Supercell pushed the button this morning. After 24 hours of scheduled maintenance, mo.co - the Helsinki studio's monster-hunting action MMO that quietly launched out of invite-only beta in March 2025 - is officially in its "Neo" era as of May 21, 2026. Hunter Levels have been reset to 1 across the entire player base, the Chapter structure is gone, and Season 1 of the new seasonal cycle is live on iOS and Android starting today.
The reboot is the biggest thing Supercell has done with mo.co since the global launch. Faster combat. New weapons. A new game mode called Score Hunt. A gacha system named P.E.R.K.S. A Weapon Sprints season pass that doubles as the new progression backbone. And a complete account-level reset designed to put everyone - the day-one invite holders, the players who joined after the July 2025 open-up, and the lapsed accounts coming back for Neo - on the same starting line at the same time.
Score Hunt: the new mode
Score Hunt is the centerpiece of the launch. It's a competitive elimination-style mode where players stack points by defeating Chaos Monsters under a running clock, with elimination rounds knocking out the lowest scorers until a leaderboard winner is left standing. The pitch reads close to a battle-royale cadence wired onto mo.co's existing combat verbs, and Supercell is treating it as the long-term competitive layer the game has been missing since its launch loop got too predictable late last year.
The combat under the new mode is faster across the board. Supercell's Neo patch notes call out shorter weapon cooldowns, snappier dodge windows, and a rebalanced threat budget on every existing portal world. The studio also confirmed that the legacy progression - chapters, Hunter Level grinds, the old armor sets - has been retired wholesale rather than carried over with adjustments. Everyone starts fresh.
Weapon Sprints and the P.E.R.K.S gacha
The new progression vector is the Weapon Sprint, a one-month seasonal pass that hands out rewards tied to a featured weapon set. Free-track rewards include cosmetic skins, Upgrade Cores for the new gear-upgrade loop, and pulls on P.E.R.K.S, the game's first gacha system. Supercell has been careful to frame P.E.R.K.S as a sidegrade rather than a power-level escalator - perks adjust playstyle (extra dodge frames, lifesteal on critical hits, faster portal cooldown) rather than gating raw damage behind paywalled rarities.

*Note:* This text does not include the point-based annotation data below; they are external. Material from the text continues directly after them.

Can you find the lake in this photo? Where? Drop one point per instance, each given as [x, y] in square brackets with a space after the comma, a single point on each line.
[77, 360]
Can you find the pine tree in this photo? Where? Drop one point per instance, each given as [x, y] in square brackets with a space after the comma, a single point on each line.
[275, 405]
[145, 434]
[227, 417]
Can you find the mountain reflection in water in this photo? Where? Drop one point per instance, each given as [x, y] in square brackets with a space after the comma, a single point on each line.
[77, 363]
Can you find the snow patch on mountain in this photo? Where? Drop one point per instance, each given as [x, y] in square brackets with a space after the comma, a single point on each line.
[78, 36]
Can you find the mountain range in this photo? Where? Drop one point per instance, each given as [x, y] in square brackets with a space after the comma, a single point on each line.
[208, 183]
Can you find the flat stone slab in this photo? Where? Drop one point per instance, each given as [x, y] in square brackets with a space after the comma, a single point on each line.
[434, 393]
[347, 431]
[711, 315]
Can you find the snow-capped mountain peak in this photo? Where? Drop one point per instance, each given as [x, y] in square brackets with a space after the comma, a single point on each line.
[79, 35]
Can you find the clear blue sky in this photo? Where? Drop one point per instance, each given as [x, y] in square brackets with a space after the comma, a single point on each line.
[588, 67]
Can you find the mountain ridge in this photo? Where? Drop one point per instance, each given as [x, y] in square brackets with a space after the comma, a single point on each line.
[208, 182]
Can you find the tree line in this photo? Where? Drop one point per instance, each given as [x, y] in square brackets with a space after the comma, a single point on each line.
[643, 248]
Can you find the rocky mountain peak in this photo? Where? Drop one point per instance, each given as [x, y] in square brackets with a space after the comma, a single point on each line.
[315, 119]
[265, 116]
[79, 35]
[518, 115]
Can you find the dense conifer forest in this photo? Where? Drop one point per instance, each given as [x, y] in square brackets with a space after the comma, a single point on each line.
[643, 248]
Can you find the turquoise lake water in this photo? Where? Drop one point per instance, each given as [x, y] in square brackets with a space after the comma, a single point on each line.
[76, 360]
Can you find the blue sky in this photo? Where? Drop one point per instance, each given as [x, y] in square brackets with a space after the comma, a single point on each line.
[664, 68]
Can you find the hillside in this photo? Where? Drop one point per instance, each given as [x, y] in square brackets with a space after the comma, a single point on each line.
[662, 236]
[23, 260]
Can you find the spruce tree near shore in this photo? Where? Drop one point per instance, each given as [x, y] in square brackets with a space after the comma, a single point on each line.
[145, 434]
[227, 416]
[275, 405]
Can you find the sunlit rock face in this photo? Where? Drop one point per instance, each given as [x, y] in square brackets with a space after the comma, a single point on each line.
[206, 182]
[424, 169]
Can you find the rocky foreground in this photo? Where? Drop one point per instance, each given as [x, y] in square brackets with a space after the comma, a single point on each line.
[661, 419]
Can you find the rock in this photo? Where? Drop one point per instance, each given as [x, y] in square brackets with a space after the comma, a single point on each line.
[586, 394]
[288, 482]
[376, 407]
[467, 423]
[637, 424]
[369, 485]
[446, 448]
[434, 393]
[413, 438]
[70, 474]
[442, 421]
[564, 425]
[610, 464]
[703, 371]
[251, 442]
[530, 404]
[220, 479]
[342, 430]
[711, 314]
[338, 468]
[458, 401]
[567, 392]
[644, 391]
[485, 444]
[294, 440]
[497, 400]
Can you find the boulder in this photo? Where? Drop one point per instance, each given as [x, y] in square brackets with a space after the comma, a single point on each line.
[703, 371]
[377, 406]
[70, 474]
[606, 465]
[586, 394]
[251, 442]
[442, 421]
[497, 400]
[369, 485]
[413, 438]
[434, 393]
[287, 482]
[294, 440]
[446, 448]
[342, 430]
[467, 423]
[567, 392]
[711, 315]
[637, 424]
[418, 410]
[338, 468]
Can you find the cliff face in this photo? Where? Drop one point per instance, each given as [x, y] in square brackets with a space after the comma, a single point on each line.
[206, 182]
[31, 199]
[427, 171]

P.E.R.K.S pulls are earned through Weapon Sprint progression and can also be purchased directly through the in-game shop, which is the lever that turns Neo into a meaningfully different monetization model from the launch version. The coverage out of Mobilegamer.biz framed the change as Supercell finally building the long-term monetization spine the launch version did not have.
Why the reset matters
mo.co has been on a slow burn since global launch. The numbers are real - 8.5 million downloads and $4.7 million in in-app purchase revenue over the first fourteen months - but the game has spent most of its second year searching for the seasonal hook that would keep players logging in past the chapter completion grind. Supercell delayed the Neo reboot from its original summer 2026 window to land it on May 21 specifically because the studio wanted the season structure, the gacha layer, and the new mode all live at the same time rather than dripped out over six months of patches.
The full progression reset is the bet. Everyone with a max-level Hunter as of yesterday is now back to Level 1 with the rest of the player base. The leaderboard is empty. Season 1 is the new starting point, and the next 30 days will tell Supercell whether the reboot is doing what the original launch did not.
What to do on day one
The Neo update is a forced download. If you played mo.co at any point between March 2025 and yesterday's maintenance window, your save state has already migrated and your Hunter is sitting at Level 1 the next time you open the app. Supercell has confirmed that purchased Gems carry over, cosmetic unlocks from the launch version remain in the wardrobe, and a one-time welcome-back Weapon Sprint kicks in automatically for any account flagged as a returning player. There is no opt-in or migration step. The Neo era is just the version of the game everyone is on as of today.